The corruption problem
Last year, the Corruption Perceptions Index published by Transparency International ranked Ukraine as the second-most-corrupt country in Europe, behind Russia. For years, a small group of oligarchs owned a huge swath of the economy, and bribery was commonplace. As bad, a shadow economy of unreported transactions has long eroded the tax base. Four years ago, the Kyiv International Institute of Sociology estimated that 47 percent of Ukraine’s gross domestic product was essentially invisible to the government.
The situation is improving, many executives here say, as more companies vie for contracts in the international economy, where integrity is more highly prized. But young entrepreneurs understand that, before the war turned the country into a symbol of resistance, it had an image problem. And there was no point in waiting for the government to fix it, or even provide basic social services, like a safety net. People here live on what they earn or they don’t retire, or they live in misery.
Staffs understood that companies were at risk of hemorrhaging customers and would disappear if they could not prove that they were every bit as viable as they were the day before hostilities began.

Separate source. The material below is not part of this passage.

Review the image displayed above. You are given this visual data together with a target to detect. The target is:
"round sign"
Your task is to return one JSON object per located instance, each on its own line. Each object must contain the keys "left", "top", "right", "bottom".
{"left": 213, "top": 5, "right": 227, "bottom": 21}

Plus, focusing on work was a good way to ignore unfolding horrors.
“We felt a lot of emotions, and most of them were pretty negative,” said Illia Shevchenko, a Ukrainian manager at EPAM Systems, a digital product design company that is based in Pennsylvania and has offices around Ukraine. “The best way to distract yourself from these emotions is to work. There’s a specific task. You sit down and think about it.”
Mr. Shevchenko was speaking over a video call from a small bedroom in an apartment in Kremenchuk, where his wife and two children moved soon after Kharkiv, their former hometown, was attacked. He wore a red T-shirt with an illustration of Einstein on it, and gave a tour of his new office that lasted about six seconds. He lifted his laptop and pointed it at the tiny table and chair where he now works.